The schools also created trauma and shame around the human body, leading some mothers to choose formula instead.
The forced separation of mothers and children is still happening today through the child welfare system. More than 40,000 children in care are Indigenous, which is well over half the total number of kids in care. (To be exact, 52.5 percent of children in care are Indigenous.) This is shocking when you remember that Indigenous children only make up 7.7 percent of the child population in colonially-named “Canada.” It’s not hard to see the similarities between the number of Indigenous children in the child welfare system today and, historically, the number of Indigenous children that were kidnapped and taken to residential schools.
These “apprehensions”—removing a child from their parents—often occur shortly after birth, during the crucial hours when a newborn begins to create the breastfeeding bond with their mother. This is when a newborn has their first drink of colostrum, and a new mother is focusing on getting her milk to come in with skin-to-skin time and frequent nursing sessions. If her infant is taken from her, these precious first few days are taken from them both.

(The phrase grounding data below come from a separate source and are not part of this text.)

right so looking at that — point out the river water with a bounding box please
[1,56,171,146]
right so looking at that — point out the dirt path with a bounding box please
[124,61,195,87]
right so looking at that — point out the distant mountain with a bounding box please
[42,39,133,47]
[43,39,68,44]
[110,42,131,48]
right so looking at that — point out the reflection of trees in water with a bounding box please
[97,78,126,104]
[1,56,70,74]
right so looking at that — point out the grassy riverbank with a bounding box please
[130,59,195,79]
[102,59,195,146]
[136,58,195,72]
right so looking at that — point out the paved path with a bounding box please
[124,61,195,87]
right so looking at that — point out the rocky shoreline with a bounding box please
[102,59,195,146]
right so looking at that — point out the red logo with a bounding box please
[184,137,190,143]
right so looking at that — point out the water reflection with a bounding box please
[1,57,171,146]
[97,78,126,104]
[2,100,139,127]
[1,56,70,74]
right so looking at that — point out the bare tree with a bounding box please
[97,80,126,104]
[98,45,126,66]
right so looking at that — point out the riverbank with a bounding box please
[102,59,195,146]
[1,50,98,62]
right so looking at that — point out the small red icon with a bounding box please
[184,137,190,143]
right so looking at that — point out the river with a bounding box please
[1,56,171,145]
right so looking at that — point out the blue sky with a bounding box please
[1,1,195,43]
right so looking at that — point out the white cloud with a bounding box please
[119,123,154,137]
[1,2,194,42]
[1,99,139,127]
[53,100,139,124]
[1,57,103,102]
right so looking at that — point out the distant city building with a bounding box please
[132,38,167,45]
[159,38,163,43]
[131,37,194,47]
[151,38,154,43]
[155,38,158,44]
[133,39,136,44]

If and when she gets her baby back, the breastfeeding bond may be non-existent, as she has had no baby stimulating and building up her supply. She likely has had no support from lactation consultants, and no access to a breast pump. And she is in such a strong place of grief from being separated from her infant that producing milk is low on the list of things to focus on.

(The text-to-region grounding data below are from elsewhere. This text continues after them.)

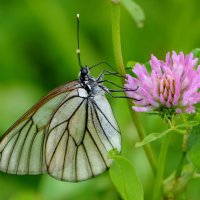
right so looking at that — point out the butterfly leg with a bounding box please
[99,85,142,101]
[98,79,139,92]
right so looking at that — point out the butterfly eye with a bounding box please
[81,67,88,76]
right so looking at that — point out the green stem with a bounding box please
[175,116,190,178]
[111,0,156,175]
[175,134,189,178]
[153,133,171,200]
[130,109,156,175]
[111,0,125,75]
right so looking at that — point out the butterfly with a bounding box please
[0,14,121,182]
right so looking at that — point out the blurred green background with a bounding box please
[1,0,200,199]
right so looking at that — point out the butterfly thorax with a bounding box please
[79,66,103,97]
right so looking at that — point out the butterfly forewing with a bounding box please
[0,81,79,175]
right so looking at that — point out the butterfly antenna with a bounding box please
[76,14,82,68]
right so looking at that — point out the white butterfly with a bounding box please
[0,66,121,182]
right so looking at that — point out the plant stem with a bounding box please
[153,133,171,200]
[111,0,125,76]
[175,116,190,178]
[175,134,189,178]
[130,107,156,175]
[111,0,156,175]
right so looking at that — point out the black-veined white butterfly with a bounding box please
[0,14,121,182]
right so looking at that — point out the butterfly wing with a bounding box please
[0,81,79,175]
[0,83,121,182]
[45,88,121,182]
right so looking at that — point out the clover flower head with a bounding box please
[125,51,200,114]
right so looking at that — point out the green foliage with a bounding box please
[135,129,173,147]
[121,0,145,28]
[109,152,144,200]
[136,120,198,147]
[191,48,200,65]
[39,175,118,200]
[157,106,176,121]
[163,164,195,199]
[188,124,200,170]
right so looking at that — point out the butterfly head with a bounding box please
[79,66,100,95]
[79,66,91,81]
[80,66,89,77]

This is why breastfeeding for as long as I can—and for as long as my daughter wants to—is so important to me.
Don’t forget that the lack of clean drinking water in many Indigenous communities also creates huge challenges for mothers who cannot nurse. It’s difficult to make safe formula when the water supply is unclean and undrinkable. The sterilization of bottles becomes an arduous task. In some communities with no access to clean drinking water, mothers must trek to one end of their community, daily, in order to receive the water they need to drink, to bathe, to do their family’s laundry, and to clean. Often times, they are bringing their children along, too—a line of little ones. The time that it takes simply to get the clean drinking water they need could have been used in other ways: to create a nursing bond with their baby, to rest, to play, to care for others. They are working even harder to find ways to nourish their babies, which ultimately creates more stress. It’s become a way of living that is completely opposite to how things used to be.

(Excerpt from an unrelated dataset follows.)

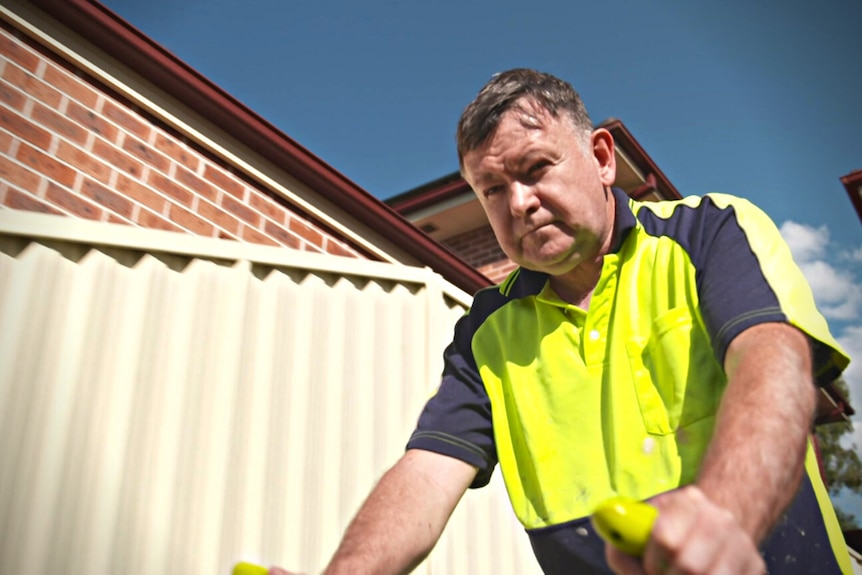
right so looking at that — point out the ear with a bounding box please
[590,128,616,187]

But we are beginning to see the sacred bond and connection between mother and infant returning, as an act of Indigenous resurgence. Rates of Indigenous women breastfeeding are rising. Like me, many Indigenous mothers are nursing their babies and children for longer than a year, engaging in the Indigenous kinship practice of child-led weaning.
I believe “extended” breastfeeding is also becoming normalized again because my generation of Indigenous moms has the energy to focus on healing, rather than just surviving, within a life of colonially-created trauma. We have our mothers and our kokums to thank for this; for doing the beginning stages of the healing work, so that when we became mothers, we too would know what it looks like to heal.
Our mothers and kokums have also raised us with the deep knowledge that our bodies, as Indigenous women, are still powerful enough to grow, to birth and to feed our children: to grow and build nations in ways that colonialism has attempted to destroy for generations.
As I nurse my daughter, I know that the milk I produce is a blessing. Many babies before her never had the chance to experience comfort through their mother’s milk. It’s become an act of daily mindfulness and resistance for me—a form of gratitude. A deep, prayerful routine we share.
When it’s time to stop, I will do my best to let my child lead the way, just as the ones who walked before me did, generations ago.